The SAR team members are all volunteers who train together and respond when called to help in a search and rescue situation.
The search area was at Garnet Beach, which is not accessible by road. The team was able to put in about three hours of searching that evening before closing weather forced them to return to Cold Lake Marina.
They returned in the morning with help from Cold Lake Fire and Rescue, Cold Lake First Nations, Star Helicopter Services, and their SAR Society counterparts from Bonnyville, St. Paul, and Lac La Biche. A Fort McMurray team was also standing by.
The St. Paul team was able to bring its Unmanned Aerial Vehicle (drone) capability to the search. Eventually it was the drone team that found Embree conscious and responsive on the shore while they were boating between search locations. He was about two kiolmetres from where he had last been seen.
Embree was transported to Cold Lake Provincial Park and taken to Cold Lake hospital.
McArthur says the volunteer SAR teams are immensely valuable in such situations. They are capable of safely carrying out searches with more manpower than emergency services or the RCMP can provide alone.
“We provide people that you can put into an austere environment and that are able to conduct a ground search in a safe manner,” he said. “That’s not something you can find everywhere, and it’s a great resource for the province and for the local community.”

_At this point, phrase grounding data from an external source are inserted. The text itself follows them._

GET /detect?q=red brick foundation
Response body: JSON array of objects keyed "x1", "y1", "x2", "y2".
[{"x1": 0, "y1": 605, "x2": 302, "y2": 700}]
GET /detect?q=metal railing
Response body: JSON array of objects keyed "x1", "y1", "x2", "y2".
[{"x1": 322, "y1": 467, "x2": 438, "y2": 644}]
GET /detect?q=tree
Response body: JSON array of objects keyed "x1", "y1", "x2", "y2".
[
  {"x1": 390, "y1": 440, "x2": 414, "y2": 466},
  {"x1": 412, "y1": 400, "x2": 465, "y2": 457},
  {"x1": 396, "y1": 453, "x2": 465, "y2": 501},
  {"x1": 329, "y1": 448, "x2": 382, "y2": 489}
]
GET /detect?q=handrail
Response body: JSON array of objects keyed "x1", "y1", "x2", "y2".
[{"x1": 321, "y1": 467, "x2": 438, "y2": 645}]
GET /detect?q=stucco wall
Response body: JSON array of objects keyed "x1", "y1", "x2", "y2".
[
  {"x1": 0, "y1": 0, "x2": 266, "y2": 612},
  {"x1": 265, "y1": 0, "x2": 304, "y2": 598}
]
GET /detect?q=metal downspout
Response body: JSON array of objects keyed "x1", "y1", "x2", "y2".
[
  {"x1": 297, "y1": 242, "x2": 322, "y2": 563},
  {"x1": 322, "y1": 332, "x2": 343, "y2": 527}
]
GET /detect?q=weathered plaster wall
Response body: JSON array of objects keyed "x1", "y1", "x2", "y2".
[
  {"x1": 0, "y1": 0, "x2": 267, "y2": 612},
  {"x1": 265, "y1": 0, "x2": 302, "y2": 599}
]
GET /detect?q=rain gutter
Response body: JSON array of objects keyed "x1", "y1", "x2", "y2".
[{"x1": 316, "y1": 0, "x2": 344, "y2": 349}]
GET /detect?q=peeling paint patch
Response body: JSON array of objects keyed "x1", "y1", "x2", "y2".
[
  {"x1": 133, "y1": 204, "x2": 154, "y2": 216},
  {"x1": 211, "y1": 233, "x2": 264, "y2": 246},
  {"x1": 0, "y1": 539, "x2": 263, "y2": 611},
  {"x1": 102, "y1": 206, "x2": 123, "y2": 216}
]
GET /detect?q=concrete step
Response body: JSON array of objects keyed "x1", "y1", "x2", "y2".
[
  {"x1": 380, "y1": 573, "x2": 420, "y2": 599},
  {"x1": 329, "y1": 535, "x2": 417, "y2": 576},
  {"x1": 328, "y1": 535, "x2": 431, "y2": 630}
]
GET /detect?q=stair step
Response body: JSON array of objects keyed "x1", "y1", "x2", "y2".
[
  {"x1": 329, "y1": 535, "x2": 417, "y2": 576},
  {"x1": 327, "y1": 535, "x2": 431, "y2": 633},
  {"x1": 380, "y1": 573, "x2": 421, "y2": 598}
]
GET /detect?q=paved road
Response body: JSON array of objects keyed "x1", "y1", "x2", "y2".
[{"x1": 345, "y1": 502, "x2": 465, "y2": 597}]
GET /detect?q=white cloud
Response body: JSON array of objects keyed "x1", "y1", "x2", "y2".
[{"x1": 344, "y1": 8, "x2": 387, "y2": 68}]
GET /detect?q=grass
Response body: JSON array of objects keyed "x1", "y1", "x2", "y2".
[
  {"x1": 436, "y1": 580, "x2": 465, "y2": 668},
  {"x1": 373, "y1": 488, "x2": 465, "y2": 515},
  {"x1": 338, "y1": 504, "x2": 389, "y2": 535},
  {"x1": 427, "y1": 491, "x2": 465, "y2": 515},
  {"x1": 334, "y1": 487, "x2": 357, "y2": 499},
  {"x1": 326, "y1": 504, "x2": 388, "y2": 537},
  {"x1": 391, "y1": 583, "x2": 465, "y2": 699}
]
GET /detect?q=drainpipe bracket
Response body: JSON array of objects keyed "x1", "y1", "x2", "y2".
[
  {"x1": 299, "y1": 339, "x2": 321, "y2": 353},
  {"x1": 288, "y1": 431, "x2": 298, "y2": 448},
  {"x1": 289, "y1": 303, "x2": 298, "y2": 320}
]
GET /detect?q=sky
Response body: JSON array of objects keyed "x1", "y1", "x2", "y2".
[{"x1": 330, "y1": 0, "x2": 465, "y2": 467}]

Using volunteer searchers allows RCMP and other agencies to carry on with their other day-to-day work while a search is underway. “We are a force multiplier for the RCMP and any other jurisdiction or agency that may need our services, because we can bring boots on the ground,” McArthur said.
Having a team of trained volunteers on standby is also cost-effective. McArthur said his team’s total expenses for the 20-hour search “is probably in the hundreds of dollars.”
The SAR groups do their own fundraising. McArthur says his team works as security at events to raise money. He feels their time would be better spent training than “getting their heads punched in” to raise money for the cause.
“It’s just such an intrusive thing to do with our time,”
he said. “And then we get called out—you don’t have a choice, you have to show up. You have to be committed to it.
“So it’s kind of, you know, ‘why do we always keep seeming to put ourselves in this position?’ But then you go out and have a search like this and you get reminded why you do it.”